ASASSN-15lh is believed to have happened about 3.5 years ago, the light of which is reaching Earth only now. It is said to be nearly twice as luminous as any other supernova, and at one point the light was 20 times more intense than that of all the stars in the Milky Way combined. The brilliance of the light caused scientists to suspect that the exploding star was a dense, collapsed star called a magnetar, reported The Verge.
However, follow up observations of the event through the Hubble Space Telescope and through various other telescopes at the European Southern Observatory have caused scientists to change their opinions. They now believe that the ASASSN-15lh is actually the luminosity from a smaller star being ripped apart by a supermassive black hole, known as a Kerr black hole.
One of the factors suggesting that the ASASSN-15lh was in fact not a supernova was the fact that it took pace in a large, reddish galaxy, “a location where we should not find super-luminous supernovae,” lead study author Giorgos Leloudas told Space.com. He is an astrophysicist at the Weizmann Institute of Science in Rehovot, Israel, and the Dark Cosmology Centre in Denmark.
Besides the unlikely location, follow-up observations of the event that lasted 10 months also revealed temperatures that do not indicate an exploding star.

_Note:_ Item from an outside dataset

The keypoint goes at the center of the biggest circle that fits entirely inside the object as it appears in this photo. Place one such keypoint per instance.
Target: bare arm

Rather than cooling down, the temperatures picked up, and stayed constant.
Also, the event is occurring at the centre of the galaxy, which is generally where black holes are found.
Scientists theorise that the phenomenon being observed is actually a tidal disruption event. It occurs when a star gets too close to a black hole, and gets sucked in. The gravitational pull in the black hole stretches it, and shreds it up.
However, this theory too is not a fixed one. To date, astronomers have witnessed only ten tidal disruption events. “Even with all the collected data we cannot say with 100 percent certainty that the ASASSN-15lh event was a tidal disruption event. But it is by far the most likely explanation,” Leloudas said in a statement.